No início de abril, a Polícia Federal (PF) cumpriu seis mandados de busca e apreensão, em São Paulo e no Rio de Janeiro, no âmbito da Operação Exfil. Conforme Oeste, todos os endereços-alvo são vinculados a Marcelo Conde, filho do ex-prefeito Luiz Paulo Conde.
Ministros do STF alegam que o empresário teria fornecido uma lista de CPFs e pago R$ 4,5 mil em espécie para obter declarações fiscais de forma ilícita. Segundo o contador Washington Travassos de Azevedo, Conde teria solicitado informações sobre parentes de Moraes, entre eles a advogada Viviane Barci, mulher do magistrado.
A PGR diz ter identificado acessos irregulares a dados de 1.819 contribuintes, que incluem pessoas ligadas a ministros do STF, do Tribunal de Contas da União, além de congressistas e empresários.
Receita Federal e Coaf são alvo de apuração sobre dados fiscais
A apuração integra o Inquérito das Fake News, instaurado em 2019 e ainda em andamento sob sigilo. O caso tem como base uma investigação interna do STF sobre suposta quebra de sigilo fiscal atribuída à Receita Federal e ao Conselho de Controle de Atividades Financeiras (Coaf).
De acordo com o portal Poder360, Moraes ordenou que Receita Federal e Coaf apresentem informações sobre quem acessou dados fiscais e em quais circunstâncias.
Reportagens publicadas antes da abertura do inquérito divulgaram informações de autoridades. No caso do magistrado, houve menção a um contrato do escritório de Viviane Barci com o Banco Master, no valor de R$ 131,3 milhões em três anos. O contrato, no entanto, não inclui dados sigilosos.
Eis a íntegra da nota de Marcelo Conde:
“Essa recusa me impede de me defender e fere diversas garantias que nenhum cidadão deveria ter de reivindicar em uma democracia.
Nesta ação judicial truculenta, digna de regime de exceção, eu e minha família fomos surpreendidos por uma operação de busca e apreensão e por uma exposição avassaladora à imprensa, ao que consta, orientada pelo ministro Alexandre de Moraes. Infelizmente, o magistrado embaralha os papéis de investigador, acusador, juiz e ofendido, em inquérito sigiloso atinente a pretenso vazamento de dados fiscais da sua mulher, a advogada Viviane de Moraes.

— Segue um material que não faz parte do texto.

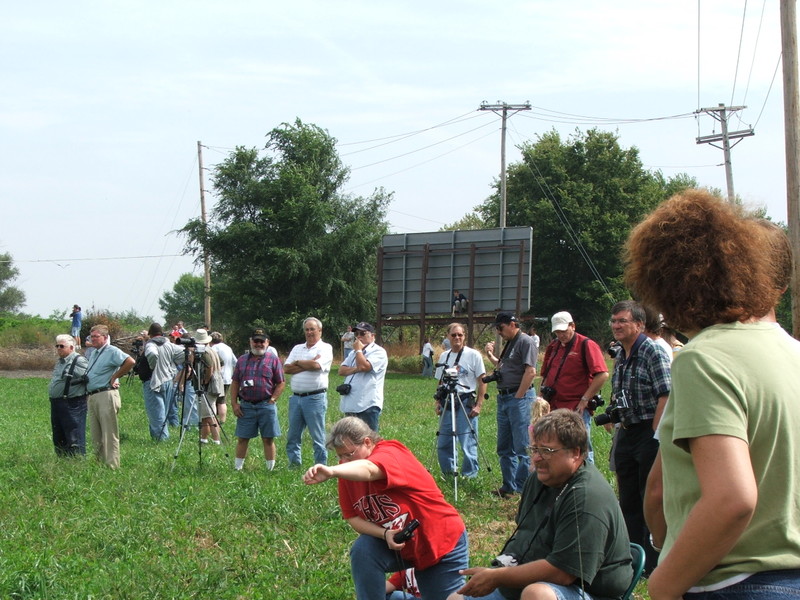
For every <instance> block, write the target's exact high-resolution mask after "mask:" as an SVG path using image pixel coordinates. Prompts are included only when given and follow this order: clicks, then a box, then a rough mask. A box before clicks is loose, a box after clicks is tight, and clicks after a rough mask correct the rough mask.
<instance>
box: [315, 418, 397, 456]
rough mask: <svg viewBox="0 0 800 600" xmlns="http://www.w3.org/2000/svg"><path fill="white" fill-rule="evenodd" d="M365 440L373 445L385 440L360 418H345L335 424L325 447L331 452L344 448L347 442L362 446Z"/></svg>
mask: <svg viewBox="0 0 800 600" xmlns="http://www.w3.org/2000/svg"><path fill="white" fill-rule="evenodd" d="M365 438H369V439H371V440H372V443H373V444H377V443H378V442H380V441H381V440H382V439H383V438H382V437H381V436H379V435H378V434H377V433H375V432H374V431H372V429H370V428H369V425H367V424H366V423H365V422H364V421H362V420H361V419H359V418H358V417H344V418H343V419H340V420H339V421H337V422H336V423H334V424H333V427H331V432H330V433H329V434H328V439H327V440H326V442H325V445H326V446H327V447H328V448H330V449H331V450H333V449H334V448H342V447H344V446H345V445H346V442H350V443H351V444H353V445H354V446H360V445H361V444H363V443H364V439H365Z"/></svg>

É necessário refutar com veemência a imputação: as acusações descabidas veiculadas na imprensa, a partir dessa operação, não correspondem à realidade. Nunca atuei ou participei de qualquer organização voltada à obtenção de dados sigilosos.
Além do constrangimento causado, foram apreendidos celulares e dispositivos eletrônicos pertencentes a familiares meus, a despeito de os mandados judiciais indicarem, como destinatário específico, apenas à minha pessoa.
Os danos causados à minha reputação e à minha família são concretos e se refletem no campo profissional, econômico e pessoal. Não obstante os lamentáveis precedentes de arbítrio, em inquéritos secretos sob a relatoria desse ministro da Suprema Corte do Brasil, pretendo me defender em ambiente de direito à informação, à ampla defesa, a devido processo legal e à imparcialidade jurisdicional. Se me forem conferidos tais mínimos direitos individuais, será possível contribuir com a verdade.”